9. After expiration of the guarantee period all costs for restoration or replacement, aministration, shipping- and call out costs included, will be charged to the Client.
10. Contrary to the legal terms of limitation, the term of limitation of all claims and defends against DGF and the by DGF at the fulfillment of the agreement involved third parties, amounts one year.
section 9 Liability
1. In case DGF might be liable, the this liability is limited to what is regulated in this stipulation.
2. DGF is not liable for damage, of any kind, arised because DGF’s starting point was by or on behalf of the Client provided incorrect and/or incomplete data.
3. In case DGF might be liable for any damage, then the liability of DGF is limited to a maximum of one time the monthly invoice value of the order, at any rate to that part of the order at which the liability applies.
4. The liability of DGF is in any case always limited to the amount of payment of its insurer when occasion arises.
5. DGF is exclusively liable for direct damage.
6. Under direct damage is only understood the reasonable costs for determination of the cause and size of the damage, as far as the determination applies to damage in the light of these conditions, the possible made reasonable costs to let accord the deficient performance of DGF to the agreement, for as far these costs can be chargde to DGF and reasonable costs, made for avoidance or limitation of the damage, as far as the Client shows that these costs have led to limitation of direct damgage as meant in these general conditions. DGF is never liable for indirect damage, also understood under it consequental damage, loss of profit, lost savings and damage by business stagnation.
section 10 Disclaimer
1. The Client secures DGF from any claims of third parties, that suffer damage in connection to the fulfillment of the agreement and of which the cause is accountable to others than to DGF. In case DGF for that reason might be adddressed by third parties, then the Client is held to assist DGF judicially or outside of it and do immediately all that can be required of him.

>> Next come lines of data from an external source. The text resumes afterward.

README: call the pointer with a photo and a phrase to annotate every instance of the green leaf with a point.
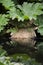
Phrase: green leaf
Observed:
(31, 10)
(3, 21)
(7, 3)
(39, 23)
(15, 13)
(40, 30)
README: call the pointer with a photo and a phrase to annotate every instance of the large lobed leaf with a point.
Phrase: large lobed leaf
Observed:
(3, 21)
(7, 3)
(31, 10)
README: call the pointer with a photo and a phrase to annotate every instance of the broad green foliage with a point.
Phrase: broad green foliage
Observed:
(15, 13)
(7, 3)
(3, 21)
(31, 10)
(39, 23)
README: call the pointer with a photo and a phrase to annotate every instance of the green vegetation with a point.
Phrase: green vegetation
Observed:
(15, 15)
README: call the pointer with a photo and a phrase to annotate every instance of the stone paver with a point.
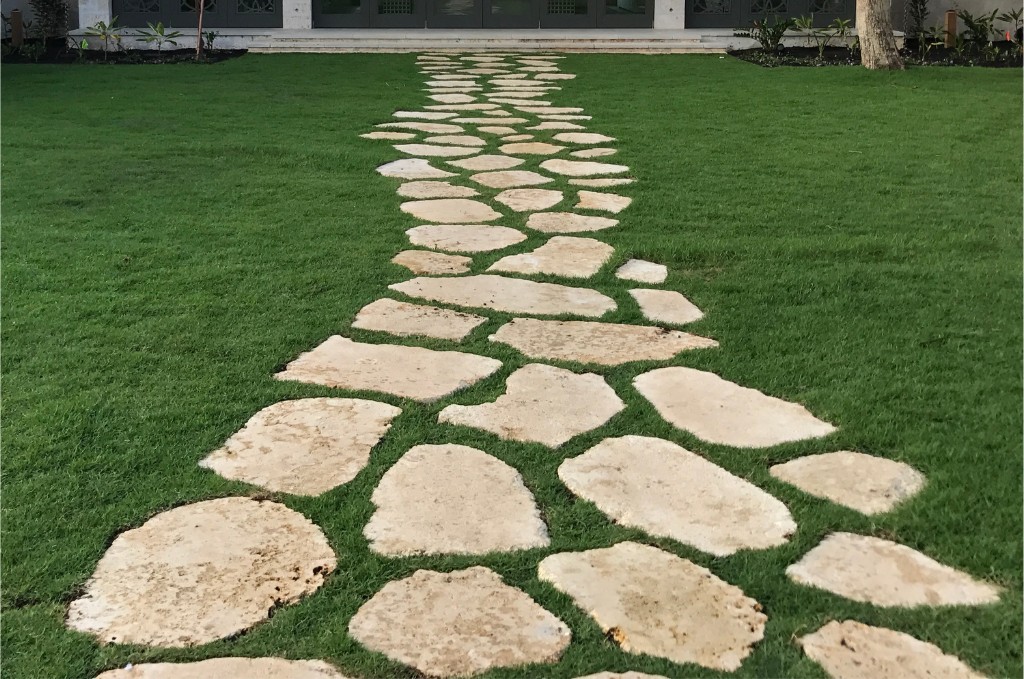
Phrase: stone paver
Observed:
(653, 602)
(410, 372)
(886, 574)
(458, 624)
(542, 405)
(200, 573)
(453, 500)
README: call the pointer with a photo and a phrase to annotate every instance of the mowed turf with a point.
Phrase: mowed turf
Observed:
(172, 236)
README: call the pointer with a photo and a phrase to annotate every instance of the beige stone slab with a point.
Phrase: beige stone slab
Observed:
(542, 405)
(567, 222)
(863, 482)
(200, 573)
(464, 238)
(458, 624)
(451, 210)
(721, 412)
(854, 650)
(453, 500)
(653, 602)
(512, 295)
(886, 574)
(404, 320)
(527, 200)
(303, 447)
(410, 372)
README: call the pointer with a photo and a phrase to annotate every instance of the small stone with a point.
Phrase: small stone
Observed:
(721, 412)
(652, 602)
(458, 624)
(410, 372)
(402, 319)
(885, 574)
(202, 571)
(854, 650)
(543, 405)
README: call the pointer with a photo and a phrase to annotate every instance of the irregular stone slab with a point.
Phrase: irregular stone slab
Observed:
(402, 319)
(854, 650)
(413, 168)
(410, 372)
(863, 482)
(458, 624)
(487, 162)
(588, 342)
(721, 412)
(581, 168)
(202, 571)
(304, 447)
(883, 573)
(512, 295)
(228, 668)
(527, 200)
(567, 222)
(510, 178)
(542, 405)
(653, 602)
(435, 189)
(453, 500)
(464, 238)
(666, 306)
(454, 210)
(641, 270)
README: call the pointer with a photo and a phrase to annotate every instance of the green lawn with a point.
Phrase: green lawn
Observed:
(174, 235)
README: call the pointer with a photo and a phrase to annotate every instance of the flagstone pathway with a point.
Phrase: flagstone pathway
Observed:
(207, 570)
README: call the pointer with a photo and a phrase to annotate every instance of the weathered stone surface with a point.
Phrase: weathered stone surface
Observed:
(402, 319)
(666, 306)
(590, 342)
(854, 650)
(464, 238)
(668, 492)
(542, 405)
(567, 222)
(410, 372)
(453, 500)
(863, 482)
(452, 211)
(303, 447)
(202, 571)
(652, 602)
(458, 624)
(527, 200)
(512, 295)
(886, 574)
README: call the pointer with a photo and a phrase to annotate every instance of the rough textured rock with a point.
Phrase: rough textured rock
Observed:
(722, 412)
(402, 319)
(856, 480)
(590, 342)
(303, 447)
(652, 602)
(458, 624)
(201, 573)
(561, 255)
(410, 372)
(512, 295)
(453, 500)
(854, 650)
(543, 405)
(883, 573)
(464, 238)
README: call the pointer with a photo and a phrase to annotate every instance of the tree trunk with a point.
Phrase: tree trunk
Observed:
(875, 29)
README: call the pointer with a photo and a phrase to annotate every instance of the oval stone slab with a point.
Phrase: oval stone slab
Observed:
(202, 571)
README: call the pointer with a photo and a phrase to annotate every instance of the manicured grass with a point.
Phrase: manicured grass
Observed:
(174, 235)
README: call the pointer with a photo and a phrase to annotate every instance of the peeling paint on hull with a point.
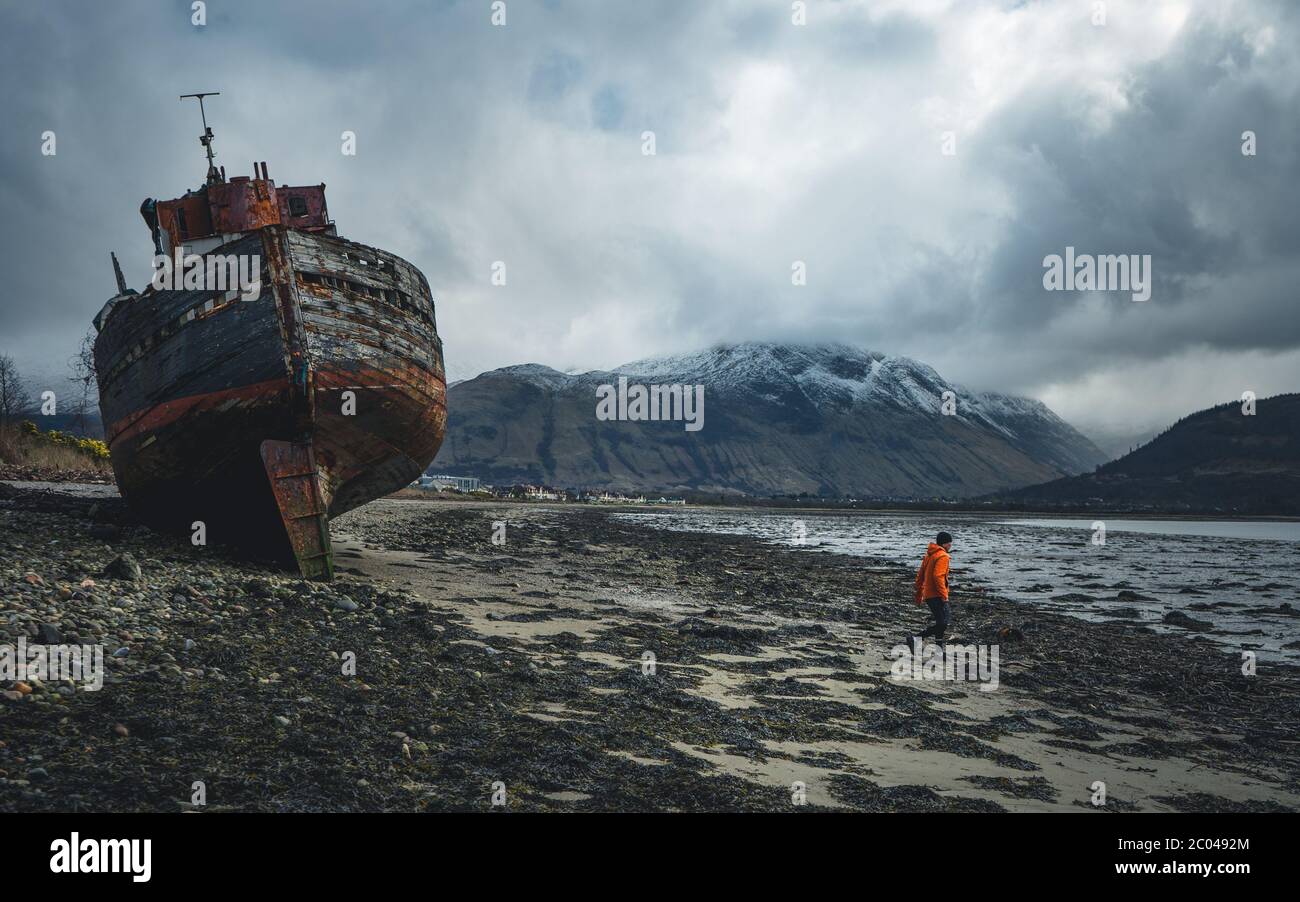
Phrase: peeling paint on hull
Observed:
(338, 354)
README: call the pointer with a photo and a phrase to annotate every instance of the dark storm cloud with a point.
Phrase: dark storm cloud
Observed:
(775, 143)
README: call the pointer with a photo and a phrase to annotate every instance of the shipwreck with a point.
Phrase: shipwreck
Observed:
(272, 376)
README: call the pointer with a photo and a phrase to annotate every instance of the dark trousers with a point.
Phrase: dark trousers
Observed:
(943, 615)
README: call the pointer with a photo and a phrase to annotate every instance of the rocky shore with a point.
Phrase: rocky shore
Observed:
(585, 663)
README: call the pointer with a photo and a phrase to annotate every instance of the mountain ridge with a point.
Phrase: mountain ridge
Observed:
(822, 419)
(1214, 460)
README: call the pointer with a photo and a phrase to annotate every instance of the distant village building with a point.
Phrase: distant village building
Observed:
(455, 482)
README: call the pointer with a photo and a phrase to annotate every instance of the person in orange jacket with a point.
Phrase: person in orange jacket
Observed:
(932, 588)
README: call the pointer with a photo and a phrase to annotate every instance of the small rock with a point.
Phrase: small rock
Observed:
(1179, 619)
(124, 567)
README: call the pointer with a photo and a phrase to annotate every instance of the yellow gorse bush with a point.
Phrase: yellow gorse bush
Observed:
(91, 447)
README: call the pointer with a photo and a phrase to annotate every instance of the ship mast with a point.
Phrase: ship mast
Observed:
(206, 138)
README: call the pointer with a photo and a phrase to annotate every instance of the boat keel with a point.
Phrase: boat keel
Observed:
(295, 484)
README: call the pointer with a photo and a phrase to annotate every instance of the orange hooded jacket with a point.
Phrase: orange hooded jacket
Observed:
(932, 576)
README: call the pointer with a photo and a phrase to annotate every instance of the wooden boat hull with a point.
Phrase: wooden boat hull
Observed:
(216, 408)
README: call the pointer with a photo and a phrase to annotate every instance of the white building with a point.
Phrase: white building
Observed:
(456, 482)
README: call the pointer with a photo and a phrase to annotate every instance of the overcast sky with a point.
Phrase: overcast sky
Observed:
(774, 143)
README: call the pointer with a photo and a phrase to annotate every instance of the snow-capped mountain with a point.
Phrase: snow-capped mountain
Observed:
(779, 419)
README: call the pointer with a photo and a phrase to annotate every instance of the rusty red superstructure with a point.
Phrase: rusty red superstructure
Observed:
(261, 412)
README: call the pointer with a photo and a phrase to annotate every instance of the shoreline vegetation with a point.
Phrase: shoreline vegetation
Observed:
(29, 454)
(518, 671)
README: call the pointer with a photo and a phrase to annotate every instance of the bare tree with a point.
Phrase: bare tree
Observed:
(81, 367)
(14, 399)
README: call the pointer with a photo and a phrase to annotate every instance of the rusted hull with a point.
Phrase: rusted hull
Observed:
(337, 363)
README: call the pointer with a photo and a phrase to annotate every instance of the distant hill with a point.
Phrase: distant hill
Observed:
(779, 419)
(1217, 460)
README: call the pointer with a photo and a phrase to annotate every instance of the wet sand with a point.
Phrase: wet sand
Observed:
(518, 672)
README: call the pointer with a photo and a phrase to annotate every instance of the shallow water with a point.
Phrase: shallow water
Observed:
(1239, 576)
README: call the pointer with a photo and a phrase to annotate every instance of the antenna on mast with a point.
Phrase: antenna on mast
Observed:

In case the Client stays in default in taking adequate measures, then DGF is, without default notice, entitled to do this itself. All costs and damage on the side of DGF and third parties, arised by it, will be integrally charged to and will be for risk of the Client.
section 11 Intellectual property
1. DGF reserves the rights and competences that are due to him based on the Copyright Law and other intellectual law and legislation. DGF has the right to also use the knowledge that came to his side at the fulfillment of the agreement for other purposes, as far as no strict confidential information of the Client is brought to the attention of third parties by this.
section 12 Applicable law and disputes
1. On all legal relationships at which DGF is a party, only the Dutch law is applicable, also in case an engagement is implemented fully or partly abroad or in case the party involved at the legal relationship has its residence there. The applicability of the Vienna Sales Convention is excluded.
2. The judge in the place of residence of DGF is exclusively competent to take cognizance of disputes, unless law prescribes compulsory differently. Nevertheless DGF has the right to submit the dispute to an according to the law competent judge.
3. Parties will first appeal to a judge after they strained themselves tot the utmost to settle a dispute in mutual consultation.
Ssection 13 Place of finding and modifiations conditions
1. DGF is part of Bijland Management Limited and registered at the Chamber of Commerce in The Hague under KvK number 27357332.
2. These general conditions are consigned at the Chamber of Commerce in The Hague.
3. Applicable is always the last consigned version or the version as it was applicable at the time of the realization of the legal relationship with DGF.
4. The Dutch text of the general conditions is always decisive for the explanation of it.